You get offended too easily.


----------



## OzarkJim (8 mo ago)

Best of luck with the forum topic. Sorry for the off topic comments.


----------



## DS (Oct 10, 2011)

> I do all of my shop cabinet drawers with 1/2" ply and 1/4" bottoms. Its weight capacity will exceed the 100 lb slides. There is no need to go to 3/4".
> 
> - Rich


+1

I believe the commercial rating is 100 lbs, though the guide will probably fail first above that weight.

If you have very large drawers greater than 36" wide, I would recommend a sturdier bottom, but that is just a precaution and not strictly necessary.


----------



## CommonJoe (May 8, 2021)

> Meanwhile back to the OPs question eh…...
> 
> - W2Woodworks


Yes please, try to stay on track.


----------



## OzarkJim (8 mo ago)

> Meanwhile back to the OPs question eh…...
> 
> - W2Woodworks
> 
> ...


Posting Rules
Play nice. Keep it civil and respectful and appropriate for all ages.


----------



## RichT (Oct 14, 2016)

> I would but jealous idiots keep being well idiots…...
> 
> - W2Woodworks


Wait a second. You're the guy who just reminded us of the posting rules-and not for the first time I might add-and two posts later you're calling someone an idiot?

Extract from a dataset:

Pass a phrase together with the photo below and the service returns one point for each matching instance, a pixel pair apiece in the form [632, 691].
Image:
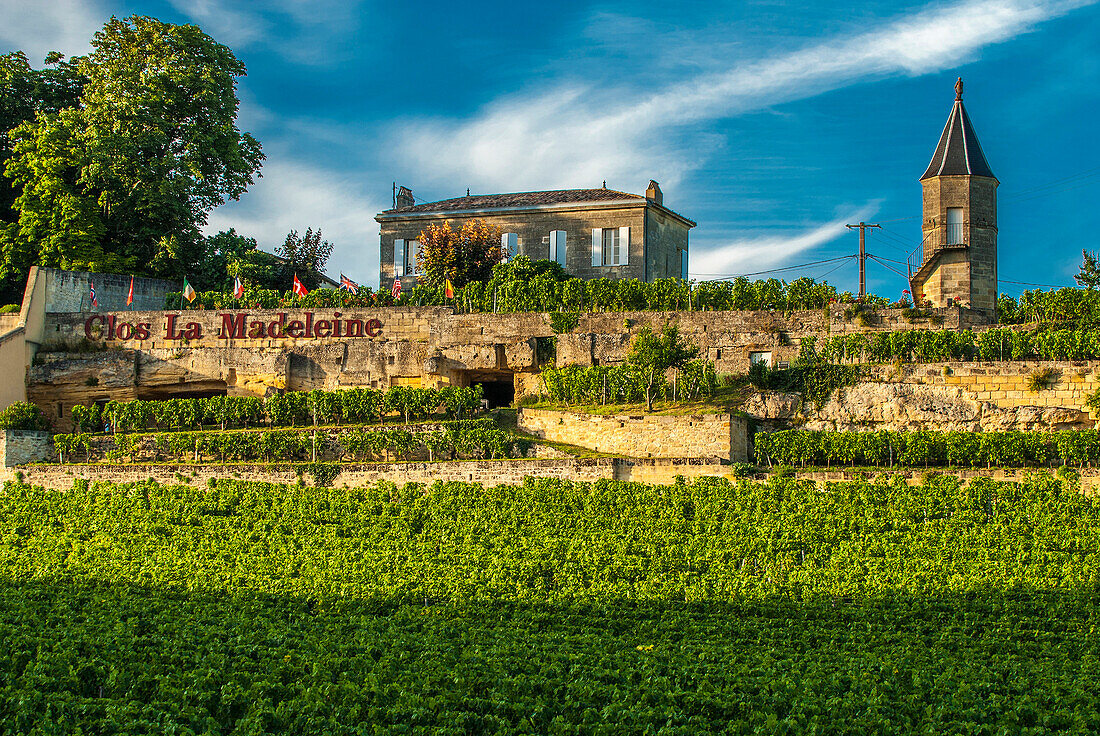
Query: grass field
[551, 607]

Explain that one.


----------



## CommonJoe (May 8, 2021)

> I would but jealous idiots keep being well idiots…...
> 
> - W2Woodworks
> 
> ...


I see he likes to go back and edit his posts after saying things.


----------



## RichT (Oct 14, 2016)

> I would but jealous idiots keep being well idiots…...
> 
> - W2Woodworks
> 
> ...


That's why I always quote what I'm responding to.


----------



## CommonJoe (May 8, 2021)

> Had to go there didn t you!!!! Speaking of shops, *where are the pictures of yours Joe????*
> 
> - W2Woodworks


Unblock me and I will send you some pictures. (then you can block me back)


----------



## RichT (Oct 14, 2016)

> Had to go there didn t you!!!! Speaking of shops, *where are the pictures of yours Joe????*
> 
> - W2Woodworks
> 
> ...


Do it. Let Joe show you his shop. I think it will change the way you think.

Let's just say I know him not as common Joe, but as a very exceptional woodworker.


----------



## OzarkJim (8 mo ago)

*That being said, this is not grade school. We don't gang up in little groups to take sides or encourage others to do the same.*


----------



## CommonJoe (May 8, 2021)

> Had to go there didn t you!!!! Speaking of shops, *where are the pictures of yours Joe????*
> 
> - W2Woodworks


If you are going to be the "Rules" Police you should try to follow them yourself.

*Users shall not question or debate another member's qualifications publicly on the message board.*
.
.

I see I'm still blocked, your sincerity must have been misplaced.


----------



## Redoak49 (Dec 15, 2012)

Gentlemen…... If Cricket sees this there could be troubles.


----------